### Heroes Of Pymoli Data Analysis
* Of the 1163 active players, the vast majority are male (84%). There also exists, a smaller, but notable proportion of female players (14%).

* Our peak age demographic falls between 20-24 (44.8%) with secondary groups falling between 15-19 (18.60%) and 25-29 (13.4%).  
-----

### Note
* Instructions have been included for each segment. You do not have to follow them exactly, but they are included to help you think through the steps.

In [3]:
# Dependencies and Setup
import pandas as pd
import numpy as np

# File to Load (Remember to Change These)
file_to_load = "Resources/purchase_data.csv"

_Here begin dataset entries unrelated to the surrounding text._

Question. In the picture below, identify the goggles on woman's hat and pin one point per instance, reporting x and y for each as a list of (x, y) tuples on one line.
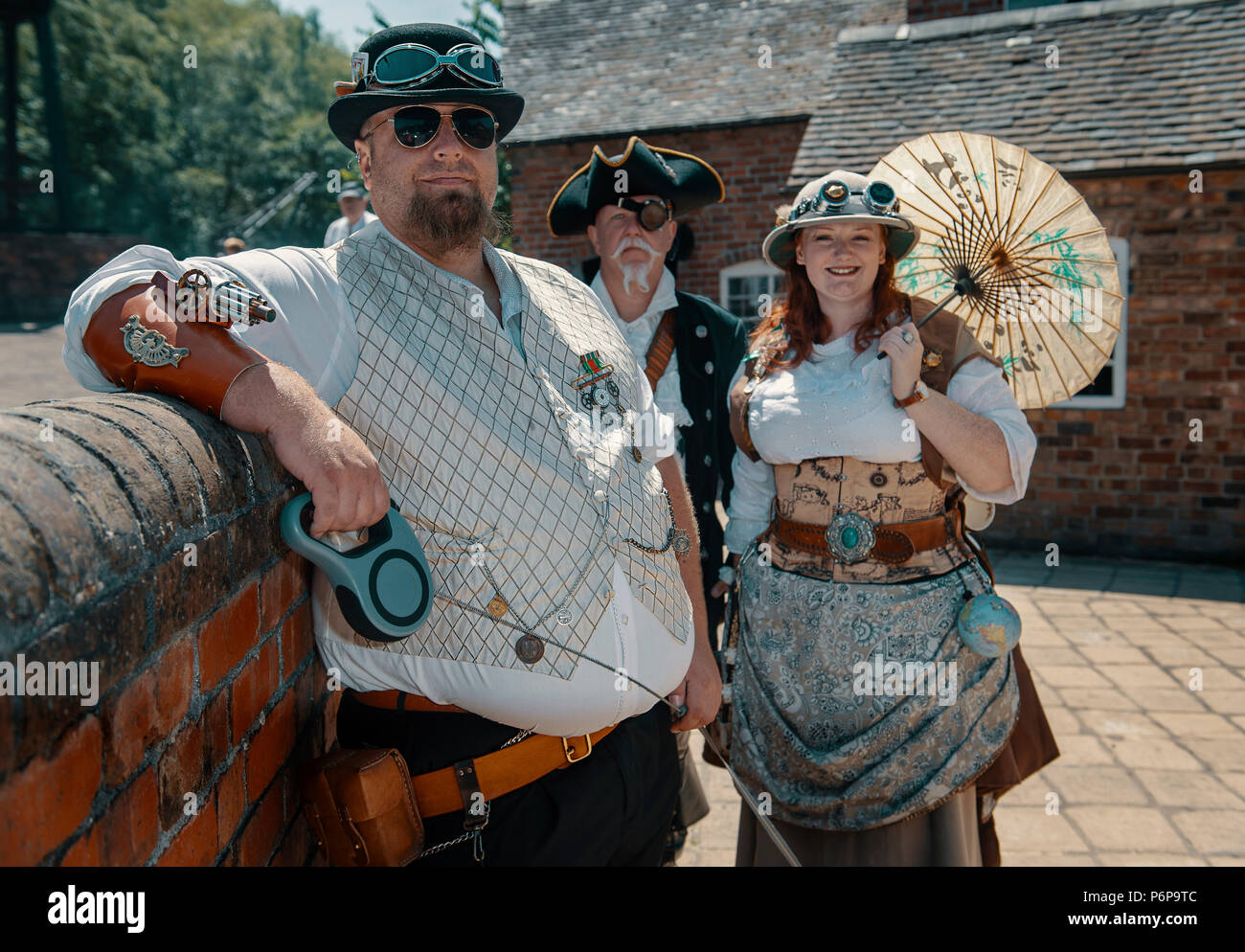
[(842, 196)]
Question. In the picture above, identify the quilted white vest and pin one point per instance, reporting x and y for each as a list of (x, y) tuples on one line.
[(522, 510)]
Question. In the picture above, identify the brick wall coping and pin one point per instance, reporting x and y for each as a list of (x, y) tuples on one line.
[(99, 491)]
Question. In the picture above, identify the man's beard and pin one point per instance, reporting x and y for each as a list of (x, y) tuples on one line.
[(636, 274), (453, 220)]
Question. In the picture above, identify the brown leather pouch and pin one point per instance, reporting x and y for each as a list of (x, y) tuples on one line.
[(361, 806)]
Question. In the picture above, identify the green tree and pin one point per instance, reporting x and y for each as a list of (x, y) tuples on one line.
[(182, 119)]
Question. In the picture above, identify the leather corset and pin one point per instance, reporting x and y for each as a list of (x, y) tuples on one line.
[(813, 491)]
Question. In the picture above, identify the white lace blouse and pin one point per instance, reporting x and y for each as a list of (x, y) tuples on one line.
[(839, 403)]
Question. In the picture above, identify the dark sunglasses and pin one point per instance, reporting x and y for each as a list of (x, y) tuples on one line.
[(652, 212), (416, 125), (415, 65)]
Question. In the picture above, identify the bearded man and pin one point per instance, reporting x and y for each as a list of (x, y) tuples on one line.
[(419, 362), (688, 345)]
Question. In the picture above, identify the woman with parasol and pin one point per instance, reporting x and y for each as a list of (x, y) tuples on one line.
[(857, 710)]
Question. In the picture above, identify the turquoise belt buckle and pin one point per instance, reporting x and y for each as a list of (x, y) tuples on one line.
[(382, 586), (849, 537)]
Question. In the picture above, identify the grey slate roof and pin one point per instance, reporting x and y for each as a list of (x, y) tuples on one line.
[(599, 67), (1140, 85)]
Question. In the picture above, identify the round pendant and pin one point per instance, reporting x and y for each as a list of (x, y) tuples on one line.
[(530, 648), (849, 536)]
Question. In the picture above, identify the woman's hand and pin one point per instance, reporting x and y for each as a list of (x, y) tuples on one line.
[(905, 358)]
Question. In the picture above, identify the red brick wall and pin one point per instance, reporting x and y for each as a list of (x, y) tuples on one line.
[(752, 162), (1113, 482), (1131, 482), (921, 11), (210, 680)]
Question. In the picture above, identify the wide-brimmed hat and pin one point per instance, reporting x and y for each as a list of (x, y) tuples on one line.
[(839, 196), (355, 103), (684, 179)]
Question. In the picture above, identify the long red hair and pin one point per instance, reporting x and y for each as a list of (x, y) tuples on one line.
[(802, 319)]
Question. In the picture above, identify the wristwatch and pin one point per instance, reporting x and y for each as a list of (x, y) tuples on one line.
[(919, 392)]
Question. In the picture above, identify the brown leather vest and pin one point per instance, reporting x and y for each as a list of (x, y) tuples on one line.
[(884, 493)]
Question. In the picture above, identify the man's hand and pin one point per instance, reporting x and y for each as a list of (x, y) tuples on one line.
[(330, 460), (701, 690)]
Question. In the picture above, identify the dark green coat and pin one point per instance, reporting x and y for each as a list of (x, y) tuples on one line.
[(710, 344)]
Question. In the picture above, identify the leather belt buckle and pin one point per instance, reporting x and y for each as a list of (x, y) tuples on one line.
[(850, 537), (568, 749)]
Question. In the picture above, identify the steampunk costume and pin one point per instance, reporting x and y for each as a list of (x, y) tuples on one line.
[(532, 519), (854, 561)]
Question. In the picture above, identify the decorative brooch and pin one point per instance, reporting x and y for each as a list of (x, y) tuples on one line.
[(149, 346)]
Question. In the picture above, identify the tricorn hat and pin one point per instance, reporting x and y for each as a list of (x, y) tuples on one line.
[(684, 179), (855, 195), (361, 99)]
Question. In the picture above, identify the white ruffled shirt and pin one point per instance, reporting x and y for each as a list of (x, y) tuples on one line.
[(638, 335), (839, 403)]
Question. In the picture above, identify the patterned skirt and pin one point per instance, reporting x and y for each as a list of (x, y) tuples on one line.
[(858, 706)]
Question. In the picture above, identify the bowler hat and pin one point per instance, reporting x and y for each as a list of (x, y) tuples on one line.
[(349, 111)]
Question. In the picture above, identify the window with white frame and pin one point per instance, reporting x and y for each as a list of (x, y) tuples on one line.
[(742, 285), (1107, 390)]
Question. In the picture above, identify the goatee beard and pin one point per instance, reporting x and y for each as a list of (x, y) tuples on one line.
[(635, 274), (455, 220)]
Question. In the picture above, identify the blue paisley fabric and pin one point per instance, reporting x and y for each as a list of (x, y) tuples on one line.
[(833, 757)]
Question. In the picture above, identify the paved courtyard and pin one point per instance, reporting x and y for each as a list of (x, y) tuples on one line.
[(1152, 770)]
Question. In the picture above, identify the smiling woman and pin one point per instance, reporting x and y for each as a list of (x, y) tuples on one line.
[(847, 527)]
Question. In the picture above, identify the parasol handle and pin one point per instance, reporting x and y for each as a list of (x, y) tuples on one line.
[(963, 285), (941, 304)]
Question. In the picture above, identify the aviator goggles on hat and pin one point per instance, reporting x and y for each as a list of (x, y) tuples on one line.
[(878, 196), (415, 65), (416, 125), (652, 212)]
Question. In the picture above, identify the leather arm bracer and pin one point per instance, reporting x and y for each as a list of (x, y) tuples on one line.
[(144, 349)]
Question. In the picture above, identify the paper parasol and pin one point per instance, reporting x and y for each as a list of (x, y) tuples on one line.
[(1036, 278)]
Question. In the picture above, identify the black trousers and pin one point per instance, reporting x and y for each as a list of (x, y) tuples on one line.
[(611, 809)]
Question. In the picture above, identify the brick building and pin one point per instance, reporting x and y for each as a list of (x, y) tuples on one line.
[(1140, 103)]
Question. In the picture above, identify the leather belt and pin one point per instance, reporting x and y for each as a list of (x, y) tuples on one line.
[(498, 773), (895, 543)]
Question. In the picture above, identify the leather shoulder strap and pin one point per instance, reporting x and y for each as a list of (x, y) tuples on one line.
[(660, 349), (947, 344), (756, 366)]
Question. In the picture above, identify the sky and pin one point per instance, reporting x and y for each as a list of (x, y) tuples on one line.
[(345, 17)]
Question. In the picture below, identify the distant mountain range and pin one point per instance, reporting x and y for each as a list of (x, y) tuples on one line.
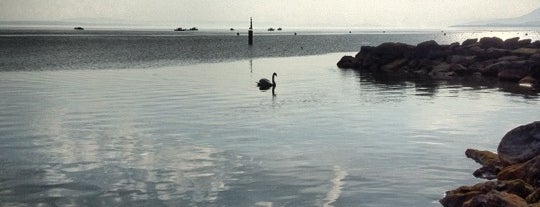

# Read Purchasing File and store into Pandas data frame
purchase_data = pd.read_csv(file_to_load)
purchase_data.head()

Unnamed: 0,Purchase ID,SN,Age,Gender,Item ID,Item Name,Price
0,0,Lisim78,20,Male,108,"Extraction, Quickblade Of Trembling Hands",3.53
1,1,Lisovynya38,40,Male,143,Frenzied Scimitar,1.56
2,2,Ithergue48,24,Male,92,Final Critic,4.88
3,3,Chamassasya86,24,Male,100,Blindscythe,3.27
4,4,Iskosia90,23,Male,131,Fury,1.44


## Player Count

* Display the total number of players


In [4]:
total_players = purchase_data['SN'].nunique()
total_players

576

## Purchasing Analysis (Total)

* Run basic calculations to obtain number of unique items, average price, etc.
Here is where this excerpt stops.